Oireachtas Joint and Select Committees

Thursday, 8 December 2016

Joint Oireachtas Committee on Health

Civil Liability (Amendment) Bill 2015: Discussion

9:00 am

Photo of John DolanJohn Dolan (Independent) | Oireachtas source

I thank all of the delegates for their perspectives and being with us. I feel the need for a virtual moment to honour the fact people have died and have had their lives hugely changed. There are two parents here and there are so many others. I know from my own work in the disability area that some people got there for these reasons.

Mr. Ciarán Breen has a full understanding of the situation in which people find themselves. That said, the presentation by the State Claims Agency stated, "While acting in the best interests of taxpayers..." Taxpayers have a lot of skin in the game. They keep the whole show on the road and they have been under a lot of pressure. However, let us suppose the State Claims Agency's remit was to act, "in the best interests of the health and well-being of the people of Ireland". While the agency does not get to decide what are its terms of reference, I believe that is a significantly different place to come from. Mr. Breen might want to venture a comment on that.

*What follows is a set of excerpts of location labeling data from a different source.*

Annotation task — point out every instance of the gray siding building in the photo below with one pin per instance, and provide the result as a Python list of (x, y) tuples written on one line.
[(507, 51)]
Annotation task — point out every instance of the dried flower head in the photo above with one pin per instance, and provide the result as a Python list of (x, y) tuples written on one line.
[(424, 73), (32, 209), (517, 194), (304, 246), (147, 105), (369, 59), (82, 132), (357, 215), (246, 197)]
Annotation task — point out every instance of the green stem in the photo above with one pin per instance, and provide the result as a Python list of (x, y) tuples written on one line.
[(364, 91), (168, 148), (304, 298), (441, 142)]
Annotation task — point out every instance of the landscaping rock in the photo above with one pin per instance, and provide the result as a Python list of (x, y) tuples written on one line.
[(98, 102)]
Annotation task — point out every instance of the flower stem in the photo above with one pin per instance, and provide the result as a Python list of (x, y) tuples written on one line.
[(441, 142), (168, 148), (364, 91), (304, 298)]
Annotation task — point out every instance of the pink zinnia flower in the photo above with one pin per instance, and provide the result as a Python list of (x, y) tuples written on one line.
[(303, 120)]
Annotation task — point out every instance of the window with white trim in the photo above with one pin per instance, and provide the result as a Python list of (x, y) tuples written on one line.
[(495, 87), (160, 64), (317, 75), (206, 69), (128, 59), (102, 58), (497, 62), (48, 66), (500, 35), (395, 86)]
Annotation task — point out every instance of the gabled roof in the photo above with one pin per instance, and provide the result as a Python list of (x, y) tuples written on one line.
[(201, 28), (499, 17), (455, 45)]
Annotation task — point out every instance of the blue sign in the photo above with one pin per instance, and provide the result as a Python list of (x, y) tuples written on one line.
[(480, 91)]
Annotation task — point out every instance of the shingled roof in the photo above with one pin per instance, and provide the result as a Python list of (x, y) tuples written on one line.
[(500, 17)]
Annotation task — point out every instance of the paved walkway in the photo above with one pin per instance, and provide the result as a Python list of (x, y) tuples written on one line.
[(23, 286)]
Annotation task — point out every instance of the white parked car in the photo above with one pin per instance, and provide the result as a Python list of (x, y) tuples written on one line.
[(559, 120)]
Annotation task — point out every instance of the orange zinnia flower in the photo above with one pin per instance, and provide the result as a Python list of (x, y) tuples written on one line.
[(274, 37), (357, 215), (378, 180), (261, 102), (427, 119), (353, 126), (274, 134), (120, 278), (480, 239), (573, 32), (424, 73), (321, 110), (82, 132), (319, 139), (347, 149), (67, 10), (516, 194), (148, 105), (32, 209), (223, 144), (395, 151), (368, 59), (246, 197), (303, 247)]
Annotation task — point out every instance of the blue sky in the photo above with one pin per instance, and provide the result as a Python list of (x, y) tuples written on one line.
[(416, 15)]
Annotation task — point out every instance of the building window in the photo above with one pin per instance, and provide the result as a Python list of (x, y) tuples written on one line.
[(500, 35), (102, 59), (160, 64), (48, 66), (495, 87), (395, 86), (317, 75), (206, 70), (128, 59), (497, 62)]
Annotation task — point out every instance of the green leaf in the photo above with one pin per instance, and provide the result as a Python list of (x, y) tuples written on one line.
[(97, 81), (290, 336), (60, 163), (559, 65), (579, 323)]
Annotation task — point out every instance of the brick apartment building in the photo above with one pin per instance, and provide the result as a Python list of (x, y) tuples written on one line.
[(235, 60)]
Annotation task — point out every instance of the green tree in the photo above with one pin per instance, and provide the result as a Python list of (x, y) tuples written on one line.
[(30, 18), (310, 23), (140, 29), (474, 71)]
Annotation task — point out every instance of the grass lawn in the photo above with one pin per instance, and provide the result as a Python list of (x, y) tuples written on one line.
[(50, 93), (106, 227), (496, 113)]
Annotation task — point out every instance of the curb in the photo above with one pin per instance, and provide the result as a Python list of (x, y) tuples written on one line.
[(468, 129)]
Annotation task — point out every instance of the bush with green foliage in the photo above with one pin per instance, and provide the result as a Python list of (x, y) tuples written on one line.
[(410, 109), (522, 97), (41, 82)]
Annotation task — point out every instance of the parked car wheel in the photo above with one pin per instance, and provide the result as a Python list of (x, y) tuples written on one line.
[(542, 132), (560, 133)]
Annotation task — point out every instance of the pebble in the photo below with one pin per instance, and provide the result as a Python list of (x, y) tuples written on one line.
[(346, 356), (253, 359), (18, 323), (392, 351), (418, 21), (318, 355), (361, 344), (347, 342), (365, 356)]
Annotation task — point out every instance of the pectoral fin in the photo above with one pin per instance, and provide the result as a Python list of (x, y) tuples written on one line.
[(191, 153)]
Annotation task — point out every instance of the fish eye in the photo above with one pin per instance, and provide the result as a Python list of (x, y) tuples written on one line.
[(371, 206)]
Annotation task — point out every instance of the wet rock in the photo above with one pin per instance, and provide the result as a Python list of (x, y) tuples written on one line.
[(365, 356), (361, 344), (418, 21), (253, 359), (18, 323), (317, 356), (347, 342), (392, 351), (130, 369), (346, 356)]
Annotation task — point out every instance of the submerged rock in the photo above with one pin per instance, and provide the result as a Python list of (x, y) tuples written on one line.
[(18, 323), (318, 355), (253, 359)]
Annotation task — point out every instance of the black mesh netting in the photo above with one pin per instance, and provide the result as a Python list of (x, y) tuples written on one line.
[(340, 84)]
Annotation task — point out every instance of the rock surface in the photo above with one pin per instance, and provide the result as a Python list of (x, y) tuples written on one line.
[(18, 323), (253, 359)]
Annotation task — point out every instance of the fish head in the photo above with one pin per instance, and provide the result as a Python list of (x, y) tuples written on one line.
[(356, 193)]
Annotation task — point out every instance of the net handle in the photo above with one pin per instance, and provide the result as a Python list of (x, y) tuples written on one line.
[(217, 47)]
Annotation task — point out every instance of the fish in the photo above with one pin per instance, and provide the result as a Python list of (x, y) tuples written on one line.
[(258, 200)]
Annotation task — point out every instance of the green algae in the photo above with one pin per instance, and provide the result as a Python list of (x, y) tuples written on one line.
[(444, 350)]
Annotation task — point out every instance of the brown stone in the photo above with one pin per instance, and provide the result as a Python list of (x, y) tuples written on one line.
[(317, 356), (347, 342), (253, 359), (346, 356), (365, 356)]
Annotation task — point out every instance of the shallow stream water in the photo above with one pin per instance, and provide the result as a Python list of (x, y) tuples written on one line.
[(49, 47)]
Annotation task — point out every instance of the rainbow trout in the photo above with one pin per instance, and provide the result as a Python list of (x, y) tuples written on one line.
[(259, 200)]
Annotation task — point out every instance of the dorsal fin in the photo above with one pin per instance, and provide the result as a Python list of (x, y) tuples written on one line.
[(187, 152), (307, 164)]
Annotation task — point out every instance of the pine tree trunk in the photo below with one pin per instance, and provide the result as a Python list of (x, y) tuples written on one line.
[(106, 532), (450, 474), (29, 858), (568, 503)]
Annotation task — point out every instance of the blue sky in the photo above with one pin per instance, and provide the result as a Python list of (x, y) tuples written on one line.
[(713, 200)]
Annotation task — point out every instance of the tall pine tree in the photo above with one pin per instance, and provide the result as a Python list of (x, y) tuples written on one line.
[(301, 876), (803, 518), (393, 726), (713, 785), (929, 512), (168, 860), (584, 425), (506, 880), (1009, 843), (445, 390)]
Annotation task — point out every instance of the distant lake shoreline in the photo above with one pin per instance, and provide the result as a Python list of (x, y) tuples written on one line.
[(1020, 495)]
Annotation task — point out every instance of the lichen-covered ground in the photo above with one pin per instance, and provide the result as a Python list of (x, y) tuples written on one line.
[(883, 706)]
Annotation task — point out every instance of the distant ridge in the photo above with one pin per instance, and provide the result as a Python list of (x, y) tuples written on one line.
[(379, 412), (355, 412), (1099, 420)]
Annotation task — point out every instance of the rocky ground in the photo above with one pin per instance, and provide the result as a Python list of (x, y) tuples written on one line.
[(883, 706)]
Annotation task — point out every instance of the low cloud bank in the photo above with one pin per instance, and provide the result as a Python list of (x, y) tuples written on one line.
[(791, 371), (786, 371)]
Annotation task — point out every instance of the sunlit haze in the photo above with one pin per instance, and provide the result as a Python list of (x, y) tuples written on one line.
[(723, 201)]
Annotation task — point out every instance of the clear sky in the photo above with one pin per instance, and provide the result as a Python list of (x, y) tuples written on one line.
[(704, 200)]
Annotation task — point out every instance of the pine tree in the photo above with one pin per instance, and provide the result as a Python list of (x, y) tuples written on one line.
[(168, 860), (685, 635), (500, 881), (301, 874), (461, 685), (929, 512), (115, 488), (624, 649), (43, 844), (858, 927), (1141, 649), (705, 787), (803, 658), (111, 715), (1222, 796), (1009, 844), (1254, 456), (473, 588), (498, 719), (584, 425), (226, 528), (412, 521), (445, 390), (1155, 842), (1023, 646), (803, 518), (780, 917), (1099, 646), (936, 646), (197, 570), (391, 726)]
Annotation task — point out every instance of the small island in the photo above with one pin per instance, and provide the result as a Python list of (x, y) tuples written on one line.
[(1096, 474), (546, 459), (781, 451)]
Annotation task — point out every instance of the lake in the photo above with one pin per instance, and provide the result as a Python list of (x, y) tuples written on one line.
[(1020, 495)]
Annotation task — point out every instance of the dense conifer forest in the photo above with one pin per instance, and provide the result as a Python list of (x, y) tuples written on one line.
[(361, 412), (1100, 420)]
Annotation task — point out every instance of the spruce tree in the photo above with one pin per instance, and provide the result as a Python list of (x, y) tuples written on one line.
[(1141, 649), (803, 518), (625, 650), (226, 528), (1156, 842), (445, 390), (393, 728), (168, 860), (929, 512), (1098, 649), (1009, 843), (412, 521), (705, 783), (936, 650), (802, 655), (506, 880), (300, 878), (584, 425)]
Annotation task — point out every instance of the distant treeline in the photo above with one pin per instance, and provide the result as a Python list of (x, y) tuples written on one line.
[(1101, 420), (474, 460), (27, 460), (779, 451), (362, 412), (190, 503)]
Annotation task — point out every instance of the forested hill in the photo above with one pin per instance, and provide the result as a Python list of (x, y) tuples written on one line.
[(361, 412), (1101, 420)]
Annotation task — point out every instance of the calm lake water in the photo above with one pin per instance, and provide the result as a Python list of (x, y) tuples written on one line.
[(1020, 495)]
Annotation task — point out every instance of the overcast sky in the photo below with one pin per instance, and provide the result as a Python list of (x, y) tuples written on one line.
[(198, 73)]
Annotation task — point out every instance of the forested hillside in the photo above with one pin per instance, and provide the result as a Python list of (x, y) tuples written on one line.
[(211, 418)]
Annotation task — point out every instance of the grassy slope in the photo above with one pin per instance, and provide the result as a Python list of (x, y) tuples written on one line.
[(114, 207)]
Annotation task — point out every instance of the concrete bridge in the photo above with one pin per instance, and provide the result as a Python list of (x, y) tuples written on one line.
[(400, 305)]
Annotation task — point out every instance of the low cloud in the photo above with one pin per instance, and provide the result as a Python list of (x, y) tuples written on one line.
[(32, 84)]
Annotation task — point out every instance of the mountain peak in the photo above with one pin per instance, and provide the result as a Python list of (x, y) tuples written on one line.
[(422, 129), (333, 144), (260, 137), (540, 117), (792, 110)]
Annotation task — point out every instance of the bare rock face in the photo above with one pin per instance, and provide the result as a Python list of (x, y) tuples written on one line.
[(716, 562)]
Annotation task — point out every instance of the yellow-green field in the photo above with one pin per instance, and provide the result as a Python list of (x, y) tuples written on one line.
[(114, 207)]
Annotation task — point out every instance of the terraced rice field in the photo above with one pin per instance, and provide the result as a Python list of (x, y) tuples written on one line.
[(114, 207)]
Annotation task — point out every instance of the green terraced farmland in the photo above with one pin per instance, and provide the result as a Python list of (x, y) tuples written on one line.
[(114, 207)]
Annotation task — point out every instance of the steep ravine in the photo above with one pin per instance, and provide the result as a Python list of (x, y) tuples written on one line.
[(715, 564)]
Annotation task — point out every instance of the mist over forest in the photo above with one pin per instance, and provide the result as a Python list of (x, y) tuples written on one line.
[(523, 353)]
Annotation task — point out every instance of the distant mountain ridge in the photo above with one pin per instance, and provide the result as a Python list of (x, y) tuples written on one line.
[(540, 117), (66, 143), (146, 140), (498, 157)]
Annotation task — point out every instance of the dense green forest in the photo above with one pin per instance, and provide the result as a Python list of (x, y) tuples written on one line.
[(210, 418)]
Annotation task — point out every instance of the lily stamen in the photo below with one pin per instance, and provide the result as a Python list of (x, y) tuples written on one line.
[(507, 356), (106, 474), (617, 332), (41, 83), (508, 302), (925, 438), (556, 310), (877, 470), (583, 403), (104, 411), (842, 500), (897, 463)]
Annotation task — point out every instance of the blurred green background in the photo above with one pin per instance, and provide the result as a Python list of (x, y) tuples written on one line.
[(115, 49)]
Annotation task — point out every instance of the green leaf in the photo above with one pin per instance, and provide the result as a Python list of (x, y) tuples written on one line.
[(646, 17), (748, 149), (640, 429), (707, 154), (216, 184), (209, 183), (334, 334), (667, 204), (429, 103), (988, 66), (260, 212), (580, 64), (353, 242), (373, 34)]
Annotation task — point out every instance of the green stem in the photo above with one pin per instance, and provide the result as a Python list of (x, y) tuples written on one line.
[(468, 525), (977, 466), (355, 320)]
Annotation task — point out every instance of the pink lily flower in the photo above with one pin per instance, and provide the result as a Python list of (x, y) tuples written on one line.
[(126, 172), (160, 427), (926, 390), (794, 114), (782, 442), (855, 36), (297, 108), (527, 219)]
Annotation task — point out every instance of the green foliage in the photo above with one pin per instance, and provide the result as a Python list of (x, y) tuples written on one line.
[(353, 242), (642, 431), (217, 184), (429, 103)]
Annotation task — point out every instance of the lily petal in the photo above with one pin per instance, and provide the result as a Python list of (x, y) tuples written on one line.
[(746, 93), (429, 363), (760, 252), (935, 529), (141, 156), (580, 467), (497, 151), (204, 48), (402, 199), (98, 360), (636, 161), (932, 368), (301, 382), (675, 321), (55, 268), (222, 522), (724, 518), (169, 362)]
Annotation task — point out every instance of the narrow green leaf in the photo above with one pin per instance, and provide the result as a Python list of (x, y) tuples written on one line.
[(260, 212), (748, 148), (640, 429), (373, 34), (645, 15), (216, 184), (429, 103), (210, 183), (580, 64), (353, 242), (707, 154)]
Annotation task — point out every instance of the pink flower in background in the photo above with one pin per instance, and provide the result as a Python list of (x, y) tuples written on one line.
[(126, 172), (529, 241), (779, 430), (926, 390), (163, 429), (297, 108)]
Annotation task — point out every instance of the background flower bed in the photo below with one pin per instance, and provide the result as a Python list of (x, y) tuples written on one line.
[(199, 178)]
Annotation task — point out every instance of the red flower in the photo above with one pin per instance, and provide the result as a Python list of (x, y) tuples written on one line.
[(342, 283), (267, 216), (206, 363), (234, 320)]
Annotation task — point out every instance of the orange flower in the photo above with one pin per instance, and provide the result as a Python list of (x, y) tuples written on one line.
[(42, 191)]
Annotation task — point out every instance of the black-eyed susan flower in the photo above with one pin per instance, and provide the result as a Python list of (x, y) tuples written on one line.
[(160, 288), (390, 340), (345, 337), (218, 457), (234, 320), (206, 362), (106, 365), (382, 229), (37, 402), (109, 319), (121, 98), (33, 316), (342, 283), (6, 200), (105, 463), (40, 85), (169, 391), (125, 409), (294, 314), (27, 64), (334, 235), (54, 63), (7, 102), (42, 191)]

Ms Murphy talked about the Canadian situation in recent years, the UK duty of candour and the Michigan experience. To what extent have those changes, and others like them, in any way impacted on Ms Murphy coming to her view? She also spoke about Dr. Rick van Pelt and his road to Damascus conversion, or at least it was not too different from it. It strikes me as an irony that he and many others were, in a sense, compelled to keep their mouths shut, and they are being told by the current system that the thing to do is to keep schtum, yet the view of the State Claims Agency and others is to let this be voluntary. Is there not a case to go down the road of a mandatory approach? If the place goes to the dogs in terms of claims, the State is well able to shut the door quickly if it needs to. Would that not be a better way to go at this time? We wear seatbelts and we do not drink and drive because of penalty points, not because we woke up some morning and realised, "I could die if I do not wear a seatbelt" or, "I could kill someone". It was that type of compulsion that led to people saying, "I should not even smoke in my own house, even though there is no law against it." Is it not possible that compulsion is the thing to wake up us lazy people and make us ask why we were not doing what we should?

I thank the delegates for attending.